Amyae are considered to have the largest bulk.


----------



## zen (May 30, 2006)

> what is the largest species of gecko in australia?




I think you'll find that it's the *Ring-tailed Gecko - Cyrtodactylus louisiadensis*.

It has a *snout-vent length of 160 mm* & is the longest overall, having a long tail which is about the same length as the body. Which makes it about a foot long overall.

It depends what you mean by the "largest"?

_Nephrurus amyae_ is the most *massive* Australian gecko, but only has a S-V length of 135 mm and a very short tail. 

_Pseudothecadactylus australis_ has the longest S-V length of the Giant Cave Geckos, at about 120 mm.



Reference: A Complete Guide to Reptiles of Australia, by Steve Wilson & Gerry Swan.


----------



## ari (May 30, 2006)

Zen's correct

Its the Ring Tail gecko by length I believe & Amyae by mass.
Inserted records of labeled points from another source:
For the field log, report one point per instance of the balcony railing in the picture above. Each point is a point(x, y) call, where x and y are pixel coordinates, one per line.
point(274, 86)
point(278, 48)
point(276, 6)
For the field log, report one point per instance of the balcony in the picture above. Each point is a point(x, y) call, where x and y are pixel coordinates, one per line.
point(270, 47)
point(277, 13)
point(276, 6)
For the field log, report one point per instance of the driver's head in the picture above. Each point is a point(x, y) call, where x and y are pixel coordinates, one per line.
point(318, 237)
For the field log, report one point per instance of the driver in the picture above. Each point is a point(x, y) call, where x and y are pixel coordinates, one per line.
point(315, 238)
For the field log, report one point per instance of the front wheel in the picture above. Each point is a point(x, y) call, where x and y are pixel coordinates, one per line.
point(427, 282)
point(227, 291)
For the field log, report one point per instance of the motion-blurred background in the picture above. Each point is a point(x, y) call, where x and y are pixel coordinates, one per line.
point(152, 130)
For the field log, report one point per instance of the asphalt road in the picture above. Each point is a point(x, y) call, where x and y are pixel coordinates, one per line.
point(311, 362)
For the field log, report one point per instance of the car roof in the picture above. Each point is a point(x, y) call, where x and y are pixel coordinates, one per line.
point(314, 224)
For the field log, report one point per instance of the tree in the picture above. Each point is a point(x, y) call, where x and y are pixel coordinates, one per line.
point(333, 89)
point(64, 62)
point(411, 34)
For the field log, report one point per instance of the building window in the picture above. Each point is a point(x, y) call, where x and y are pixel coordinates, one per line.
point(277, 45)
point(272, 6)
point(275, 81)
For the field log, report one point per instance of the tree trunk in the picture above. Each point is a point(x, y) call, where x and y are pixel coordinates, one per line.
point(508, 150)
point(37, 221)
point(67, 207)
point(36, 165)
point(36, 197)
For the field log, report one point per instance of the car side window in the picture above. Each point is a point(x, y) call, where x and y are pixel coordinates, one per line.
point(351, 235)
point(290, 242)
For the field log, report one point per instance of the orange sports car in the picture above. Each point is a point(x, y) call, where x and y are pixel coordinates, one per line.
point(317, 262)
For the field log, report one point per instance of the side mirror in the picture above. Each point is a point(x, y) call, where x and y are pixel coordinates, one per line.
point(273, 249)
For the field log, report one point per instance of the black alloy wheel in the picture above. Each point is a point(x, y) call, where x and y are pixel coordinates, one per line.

I currently have 9 x Ring Tailed eggs in the cooker - due to hatch any day now.


----------



## geckodan (May 30, 2006)

Saltuarius salebrosus generally exceed the size of most ringtails in both length and bulk.


----------



## JasonL (May 30, 2006)

> I currently have 9 x Ring Tailed eggs in the cooker - due to hatch any day now


Stop bragging.......their on my wanted list!!


----------



## nathanbrisvegas (May 30, 2006)

i ould have thought leafies aswell because they are long aswell as fat ??? like danny said salebrosus that is probably what ide say


----------



## zen (May 30, 2006)

I've checked the bible (Cogger) and he has the Northern Leaf-tail (_cornutus_) with a S-V length of 16 cm.
That equals the Ring-tailed Geckos 160 mm S-V length but as _cornutus_ has a significantly shorter tail than the Ring-tail, I would argue that the Ring-tailed Gecko is the longest in overall length.





> _Saltuarius salebrosus_ generally exceed the size of most ringtails in both length and bulk.


Geckodan, what's your source for these stats :?:


----------



## Saz (May 30, 2006)

Geckodan keeps and breeds both ring tails and S.salebrosus, so I guess his source of stats are all his animals LOL!


----------



## geckodan (May 30, 2006)

> Geckodan, what's your source for these stats


 Hold a ringtail and a salebrosus of identical SVL in your hand and its pretty obvious why the salebrosus is "bigger". There's just more gecko in your hand.


----------



## krusty (Jun 1, 2006)

i would have said giant cave gecko then i would have been wrong.......


----------



## zen (Jun 1, 2006)

> Hold a ringtail and a salebrosus of identical SVL in your hand and its pretty obvious why the salebrosus is "bigger". There's just more gecko in your hand.



Fair enough. 
Depends what you mean by "bigger" though.


----------



## Pythoninfinite (Jun 1, 2006)

Looks like my gecko knowlege is definitely out of date!!!

J.


----------



## DanN (Jun 1, 2006)

i reckon ringtails are bigger.

Go to Chillagoe, north q and you can find them up to 25cm SVL


----------



## iand (Jul 15, 2006)

from what i have read around the place ring tails are the longest but the rough knob tails are the most massive(over 60g). i agree though that saltuarius species(leaf tails) are definelty worthy contenders. i dont currently keep any of these species(in a couple of months hopefully i might) so i guess the best source would be danny cause he keeps them all...and a lot of them i have been led to believe.


----------



## AGAMIDAE (Jul 15, 2006)

I would say Saltuarius salebrosus


----------